The note and mortgage at issue were executed by defendant and her husband in July 1971 to obtain financing for a swimming pool to be constructed by a Mr. Medford, doing business as Beaver Pools and Construction, and were assigned by that company to plaintiff. Unknown to plaintiff, the arrangements were that part of the construction financed by plaintiff’s loan would be done by Almond himself. The project ended in failure and controversy, with the Almonds refusing to make any of the installment payments due on the note. Plaintiff brought suit in March 1973 against both the Almonds and Mr. and Mrs. Medford, in which it asked foreclosure of the mortgage, and the Almonds cross-claimed against the Medfords. This suit resulted in a decree,1 which rearranged the mutual obligations of the parties, entering a judgment for plaintiff against the Almonds of $2,460 plus interest, to be paid in installments, and against Mr. Medford for $1,000, for which the Almonds remained secondarily liable. The court denied plaintiff attorney fees and nothing was said about foreclosure. No party appealed from this decree.

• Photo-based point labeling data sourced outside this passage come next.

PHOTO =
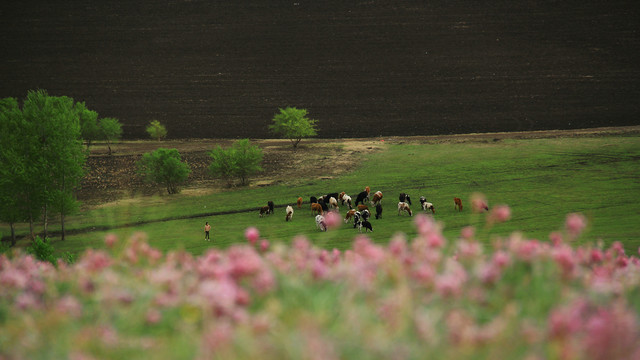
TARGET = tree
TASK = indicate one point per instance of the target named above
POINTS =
(57, 157)
(293, 124)
(110, 130)
(12, 165)
(164, 166)
(156, 130)
(241, 160)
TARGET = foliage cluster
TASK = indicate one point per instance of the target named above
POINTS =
(292, 123)
(413, 298)
(156, 130)
(164, 166)
(239, 161)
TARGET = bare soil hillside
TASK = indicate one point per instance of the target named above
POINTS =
(114, 177)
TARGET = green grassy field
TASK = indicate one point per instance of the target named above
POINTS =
(540, 179)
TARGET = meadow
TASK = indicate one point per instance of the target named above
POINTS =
(540, 179)
(556, 276)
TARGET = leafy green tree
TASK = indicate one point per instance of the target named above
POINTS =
(240, 161)
(292, 123)
(110, 130)
(164, 166)
(14, 182)
(156, 130)
(89, 128)
(56, 159)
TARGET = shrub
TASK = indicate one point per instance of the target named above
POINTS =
(156, 130)
(42, 250)
(292, 123)
(164, 166)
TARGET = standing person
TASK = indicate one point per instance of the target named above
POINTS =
(207, 228)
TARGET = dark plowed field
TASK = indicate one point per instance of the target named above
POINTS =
(362, 68)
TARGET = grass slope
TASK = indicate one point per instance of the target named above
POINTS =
(540, 179)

The Almonds ceased making installment payments in September 1975, and in 1976 plaintiff brought the present foreclosure suit that resulted in the decree stated above.

*306Defendant pleaded below, and argues here, that this suit was barred because plaintiff requested both a money judgment and also foreclosure and sale of the mortgaged property in the first suit, and that the decree in that suit, which did not include foreclosure, substituted a new installment obligation for the original note and mortgage. The trial court rejected this argument, stating that "the note and mortgage were not extinguished by this court’s prior decree,” and that plaintiff could base a second foreclosure action on defendants’ nonperformance under the first decree. Plaintiff relies on ORS 11.030, which provides for successive actions or suits when a new cause (here the cessation of payments) arises from the same contract or transaction, and also on the discretion of an equity court to deny foreclosure in one suit without thereby depriving a mortgagee of the foreclosure remedy in case of a possible later default. We agree with plaintiff’s view of the first decree. It is true that the court’s letter was informal and inexplicit on this point, but we consider it improbable that its order was meant to displace plaintiff’s foreclosure rights sub silentio, or that plaintiff would have done nothing further in that case if the parties had so understood it. On this issue, the present decree is affirmed.

As to the attorney fees awarded plaintiff by the trial court, defendant points out that the case was submitted on a written stipulation, which did not provide for setting attorney fees, and no other evidence was submitted or hearing held on the issue. Plaintiff responds that, though defendant’s answer included a denial of plaintiff’s claim of attorney fees, defendant should be held to have waived this denial by entering a stipulation designed to remove the need for a factual trial or should be estopped because plaintiff relied on this assumption, especially in an equity matter. However, it is well established that in equity as well as at law, once a claim for attorney fees is denied, the court may decide it only upon evidence or stipulation. See cases cited in State Highway Comm’n *307v. Kendrick, 227 Or 608, 611, 363 P2d 1078 (1961). In the absence of either, the award of attorney fees is set aside. Costs to neither party in this court.

Affirmed in part and reversed in part.

The court’s action was in the form of a letter to the parties, but no issue was made of this.